Шрифт:
Громов раздраженным жестом предложил кадровику остаться, и тот присел на стул около двери, чинно положив на колени тяжелую папку.
Громов перевел взгляд на Шилова:
– Рома, не заводись. Я все понял. Иди, работай.
Шилов встал, молча сделал пару шагов к выходу из кабинета. Потом резко развернулся и навис над столом, опираясь на него кулаками:
– А как не заводись? То, что Арнаутов свидетеля по своему последнему делу подставил, – это как, нормально? Дать прочитать всей банде его показания до конца следствия – странно, что его после этого завалили! А, ну конечно, он же бандит. Мир стал чище!

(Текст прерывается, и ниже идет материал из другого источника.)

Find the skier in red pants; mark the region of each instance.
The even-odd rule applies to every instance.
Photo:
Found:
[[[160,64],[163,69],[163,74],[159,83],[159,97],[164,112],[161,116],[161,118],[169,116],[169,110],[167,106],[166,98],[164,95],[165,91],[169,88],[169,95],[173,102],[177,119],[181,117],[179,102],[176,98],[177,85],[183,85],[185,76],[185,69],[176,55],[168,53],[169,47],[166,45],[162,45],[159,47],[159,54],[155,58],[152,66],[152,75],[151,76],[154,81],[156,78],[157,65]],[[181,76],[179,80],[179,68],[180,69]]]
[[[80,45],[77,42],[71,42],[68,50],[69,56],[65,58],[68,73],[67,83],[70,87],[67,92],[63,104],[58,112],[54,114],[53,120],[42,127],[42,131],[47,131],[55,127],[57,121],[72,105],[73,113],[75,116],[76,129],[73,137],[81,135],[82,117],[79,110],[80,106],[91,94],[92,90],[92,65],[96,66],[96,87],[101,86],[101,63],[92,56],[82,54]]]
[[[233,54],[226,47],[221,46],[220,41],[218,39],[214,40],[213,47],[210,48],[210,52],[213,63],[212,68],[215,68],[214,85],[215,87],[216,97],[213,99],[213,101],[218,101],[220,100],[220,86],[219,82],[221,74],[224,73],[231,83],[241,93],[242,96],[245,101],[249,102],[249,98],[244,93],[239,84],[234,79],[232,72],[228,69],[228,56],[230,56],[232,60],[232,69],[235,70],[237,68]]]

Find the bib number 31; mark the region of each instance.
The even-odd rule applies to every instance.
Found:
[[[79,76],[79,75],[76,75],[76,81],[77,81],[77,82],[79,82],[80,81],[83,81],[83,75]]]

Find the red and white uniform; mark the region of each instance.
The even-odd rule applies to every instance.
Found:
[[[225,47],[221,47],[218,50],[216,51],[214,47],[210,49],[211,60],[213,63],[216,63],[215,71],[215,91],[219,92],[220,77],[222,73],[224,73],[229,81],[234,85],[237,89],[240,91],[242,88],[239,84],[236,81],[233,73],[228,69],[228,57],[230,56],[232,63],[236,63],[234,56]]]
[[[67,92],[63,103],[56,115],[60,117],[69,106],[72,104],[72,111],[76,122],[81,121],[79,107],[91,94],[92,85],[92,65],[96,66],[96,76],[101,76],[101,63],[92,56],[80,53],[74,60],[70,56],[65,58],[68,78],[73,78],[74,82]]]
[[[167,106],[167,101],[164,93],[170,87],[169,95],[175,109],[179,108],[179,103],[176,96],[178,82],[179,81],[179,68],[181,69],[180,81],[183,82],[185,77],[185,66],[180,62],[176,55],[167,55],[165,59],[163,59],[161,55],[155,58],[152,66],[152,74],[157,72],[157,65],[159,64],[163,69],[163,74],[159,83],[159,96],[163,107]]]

– Хватит! Я сказал – ты запомнил. Все докладывать мне, любой шаг! Сейчас не те времена, чтобы... – какие именно сейчас времена, начальник УУР не пояснил; успокаиваясь, он посмотрел на стол и помассировал переносицу: – На Арнаутова не гони, он мужик неплохой...
Шилов был уже около двери. Посмотрев на сидящего полковника-кадровика, лысый череп которого казался таким же крепким, как башня танка, он вздохнул:
– Неплохой. Только писается и глухой, – после чего вышел из кабинета, довольно бесцеремонно захлопнув за собой дверь.
Кадровик, до этого момента никак не проявлявший своего отношения к происходящему, оживился, пересел к столу и, сжимая в руках тяжелую папку, с деланым недоумением спросил Громова:
– И это его ты хочешь согласовать на начальника убойного отдела?
– Он работает лучше всех, – устало ответил начальник УУР.
– Работает! Сергеич, я тебя умоляю, – кадровик покачал головой. – Если мы по этому принципу будем начальников отделов назначать, то что получится! И потом, ты же знаешь, что...
5
Когда Шилов вернулся в свой кабинет, Краснов отвечал на вопрос Соловьева о том, как выглядел неизвестный мужик, заказавший им слежку за Моцартом:
– Кавказец, лет сорока...
Соловьев повернулся к Роману:
– Тебе Игорь звонил.
– Черт! Давно?
– Только что. Обещал перезвонить.
Шилов присел на угол своего стола и начал слушать, то и дело оглядываясь на телефон. Наконец он зазвонил.
– Серега! Покури с Мишей в коридоре.
Как только они вышли, Шилов сорвал трубку:
– Да! Удалось что-нибудь?.. Так, так... – Под диктовку воркутинского опера Шилов записал на бумагу основные моменты коротких биографий Краснова и Селиванова. – Все? Не густо! Слушай, а что за район, где они жили? А есть там места, которые всем известны? Угу... Спасибо!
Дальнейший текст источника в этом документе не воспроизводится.